Estudo aposta em mecanismos genéticos comuns para as diferentes doenças
A associação entre diferentes doenças auto-imunes não é rara e, atualmente, pesquisa-se as razões comuns para que ocorram. Uma das associações estudadas é a presença concomitante de doença celíaca (que causa intolerância ao glúten) e doenças tiroidianas.

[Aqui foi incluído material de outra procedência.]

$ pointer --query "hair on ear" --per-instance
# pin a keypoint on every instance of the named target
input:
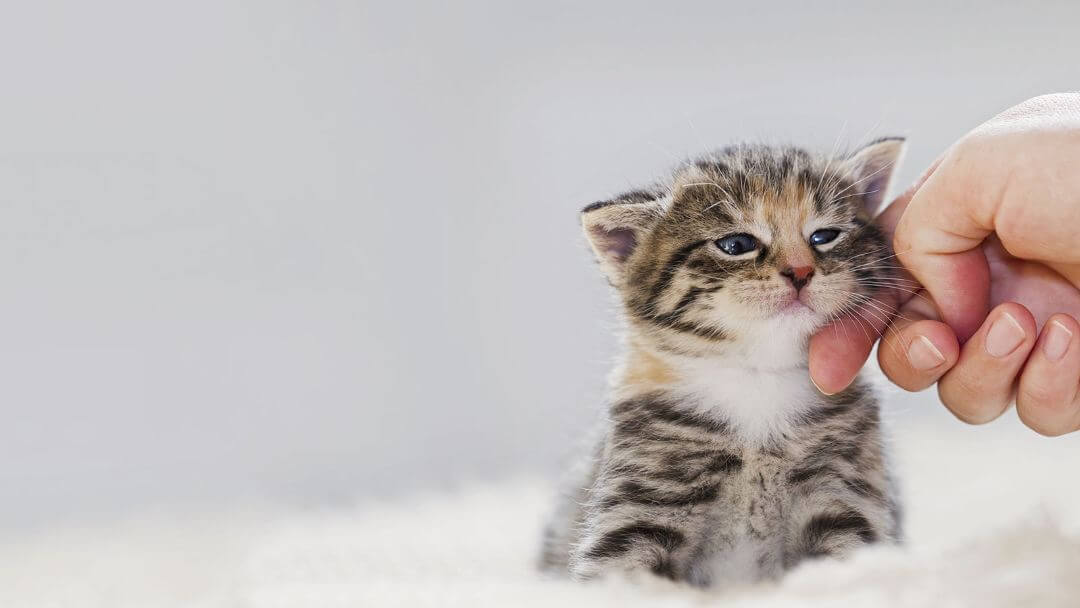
(615, 228)
(873, 167)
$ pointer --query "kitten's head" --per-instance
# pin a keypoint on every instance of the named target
(752, 243)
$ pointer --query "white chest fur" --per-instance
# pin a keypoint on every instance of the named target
(758, 403)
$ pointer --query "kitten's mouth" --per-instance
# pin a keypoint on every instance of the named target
(796, 306)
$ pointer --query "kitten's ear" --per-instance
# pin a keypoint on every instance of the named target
(872, 170)
(615, 228)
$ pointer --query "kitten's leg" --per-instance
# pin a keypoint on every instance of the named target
(563, 529)
(652, 518)
(631, 540)
(839, 504)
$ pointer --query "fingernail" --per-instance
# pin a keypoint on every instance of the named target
(820, 390)
(1006, 334)
(923, 355)
(1056, 341)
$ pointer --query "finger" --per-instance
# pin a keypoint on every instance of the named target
(890, 215)
(918, 349)
(981, 386)
(839, 350)
(939, 233)
(1047, 399)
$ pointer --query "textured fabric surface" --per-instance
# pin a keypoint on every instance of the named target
(993, 519)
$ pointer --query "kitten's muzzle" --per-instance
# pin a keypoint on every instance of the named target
(798, 277)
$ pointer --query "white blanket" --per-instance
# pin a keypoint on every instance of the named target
(993, 519)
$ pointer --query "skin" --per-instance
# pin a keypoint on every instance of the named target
(990, 238)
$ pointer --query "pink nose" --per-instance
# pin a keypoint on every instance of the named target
(798, 275)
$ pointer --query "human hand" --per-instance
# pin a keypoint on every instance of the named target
(990, 234)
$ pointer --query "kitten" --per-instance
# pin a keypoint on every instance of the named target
(718, 460)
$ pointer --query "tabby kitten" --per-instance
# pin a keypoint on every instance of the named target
(718, 460)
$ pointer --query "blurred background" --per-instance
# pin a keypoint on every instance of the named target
(316, 252)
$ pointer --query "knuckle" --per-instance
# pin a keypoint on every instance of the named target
(969, 401)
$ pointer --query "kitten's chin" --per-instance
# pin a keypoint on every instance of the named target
(795, 319)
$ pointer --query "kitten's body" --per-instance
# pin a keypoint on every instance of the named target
(718, 460)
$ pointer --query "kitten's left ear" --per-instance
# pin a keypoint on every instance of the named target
(872, 169)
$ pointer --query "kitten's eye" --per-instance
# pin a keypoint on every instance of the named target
(737, 244)
(823, 235)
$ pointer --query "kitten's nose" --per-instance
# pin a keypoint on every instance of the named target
(798, 275)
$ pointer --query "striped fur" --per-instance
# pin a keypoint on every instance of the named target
(718, 461)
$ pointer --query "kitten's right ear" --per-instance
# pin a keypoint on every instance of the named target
(615, 229)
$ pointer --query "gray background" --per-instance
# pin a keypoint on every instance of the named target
(308, 252)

A doença celíaca é uma doença auto-imune do intestino delgado, devida à atrofia das vilosidades da mucosa, o que gera malabsorção dos nutrientes e tem, como resultado, diarréia crônica e suas repercussões: emagrecimento, distenção abdominal, inchaço das pernas e outros sinais de desnutrição protéico-calórica.
Geralmente aparece na infância, nas crianças com idade entre um e três anos, mas pode surgir a qualquer momento, inclusive nas pessoas adultas. Afeta de 0,5% a 1% da população em geral, acometendo duras vezes mais mulheres que homens. No Brasil, dos poucos dados existentes, o estudo de doadores de sangue saudáveis apresentou doença celíaca não diagnosticada na fração 1/681 dos estudados por Gandolfi et al, em 2000, revelando que também não é infreqüente em nosso meio.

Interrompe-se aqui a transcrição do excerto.